Addis’s stomach tightened.
“He said, ‘Sure, we’ve had our differences. And we’ll have plenty more. But if you think you can work with me, let’s give it a try.”
“And you just have to declare your support … .”
“He did ask if we could announce this soon. Before the convention. Said he had other Cabinet changes. Wants to do them all at once—”
“And make sure that Margaret can’t …”
“You know, Nick, I honestly don’t think it’s a good idea for her.”
“What did she offer you, Senator?”
“Damnit, Nick, I’ll never get you to call me Hugh, will I?”
“Not while you’re in office.”
Palmer placed his hands behind the back of the chair.
“Nothing, Nick. Nothing at all. Which was fine with me. But she didn’t even say anything about Vice President. I don’t think she’s put any thought to it yet. Which shows she shouldn’t be doing this.”
“And you told Mumfries?”
“That I was honored by the invitation. That I would have to talk to Shirley about it. That I would let him know tomorrow morning.”
“And you’re thinking …”
“Look at those god-damn baboons down there.”
Palmer threw a handful of peanuts at the television screen.
“They don’t give a god-damn shit if somebody’s husband or wife who makes minimum wage plucking feathers from a carcass gets roasted alive because a fucking supervisor bolts shut a fire door so employees can’t sneak out for a smoke.”
“And you’re thinking …”
“That I’d like to leave the zoo and join the circus.”
“But Mumfries.
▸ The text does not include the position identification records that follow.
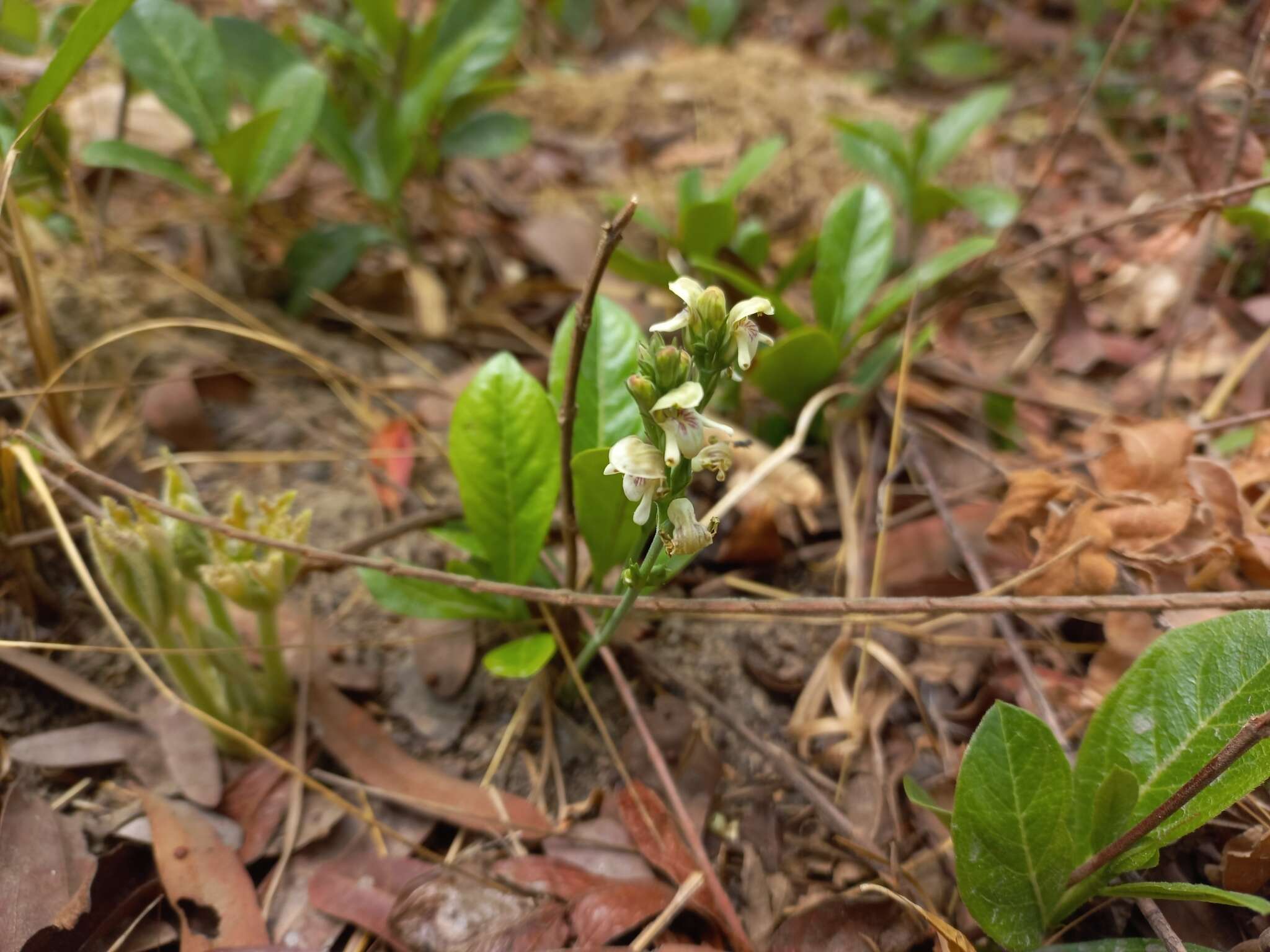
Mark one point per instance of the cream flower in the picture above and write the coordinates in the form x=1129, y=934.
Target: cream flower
x=716, y=456
x=643, y=472
x=745, y=332
x=689, y=536
x=683, y=427
x=687, y=291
It’s not like he’d be voting right on this bill.”
“Better to worry about one clown than ninety-nine.”
“Well, then, congratulations, Secretary-designate.”
“Fuck you, Nick,” he said with a laugh.
“And all those differences Mumfries mentioned?”
“One trapeze at a time.”
And don’t forget the mountains of elephant shit. Accepting the China trade accord. Retreating on global warming negotiations. Forcing foreign ministers of Third World countries to adopt austerity budgets in return for loans.
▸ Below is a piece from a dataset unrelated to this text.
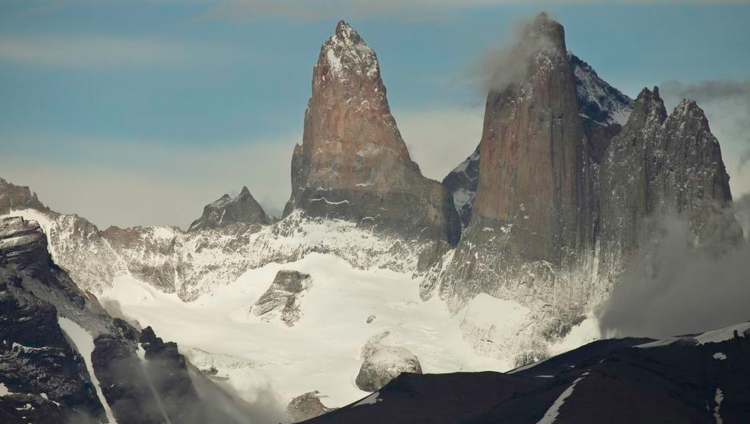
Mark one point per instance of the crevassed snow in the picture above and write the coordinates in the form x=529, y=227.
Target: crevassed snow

“Good luck, then,” Addis said.
“And I know you mean it.”
“I do.”
There was a knock, and Conditt opened the door. “Excuse me for being the schmuck you pay me to be,” he said, “but you should get back there if you want to keep a loss from turning into a massacre.”
Conditt shut the door.
“You got to love him,” Palmer said. He stood up and grabbed one more handful of peanuts.
“Not really,” Addis said.
“Call me later if you need to. And if you find anything hard … take it to another commission member.”
Palmer laughed and straightened his tie.
“Just kidding. If you come up with something solid, I’ll be there for you. But it has to be solid. Feel free to use the phone if you need to. And help yourself.” He left the office.
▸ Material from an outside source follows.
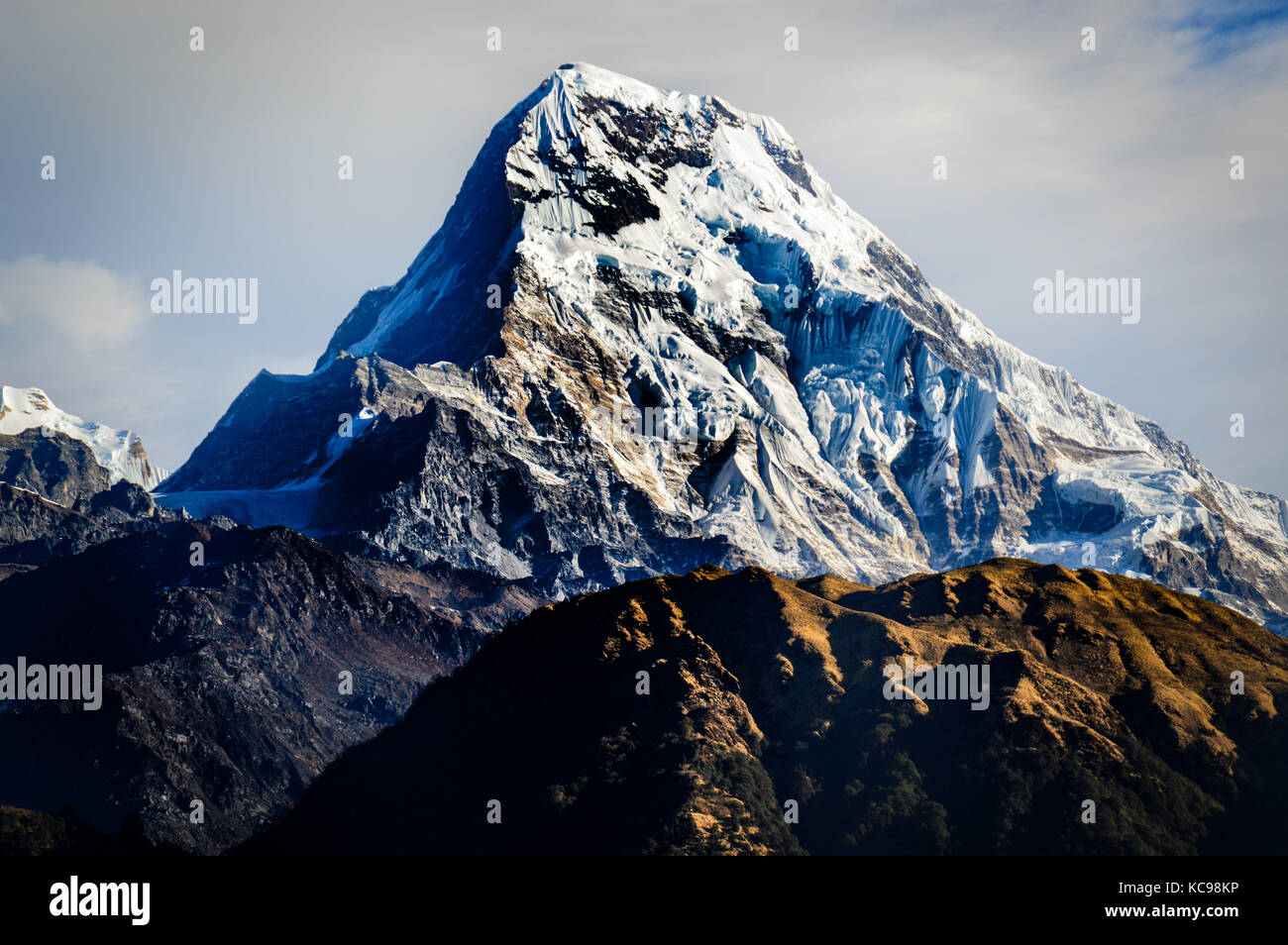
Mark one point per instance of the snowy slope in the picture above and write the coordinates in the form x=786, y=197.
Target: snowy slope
x=119, y=451
x=618, y=248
“Thank you, Senator,” Addis said to no one. “Thank you very much.”
Addis exited the rear of the Capitol and walked through the plaza. He felt the heat rising from the asphalt and looked toward the sky. No clouds today. He saw the Statue of Freedom—a woman wearing flowing draperies, her hand resting on the hilt of a sword—atop the Capitol dome. She faced east, out of the city, not toward the Mall, not toward the White House—as if she were considering an escape from the capital city, perhaps peering toward a place of refuge in the distinctly nonfederal and dilapidated neighborhoods beyond Capitol Hill. Addis wondered why he had never noticed this before.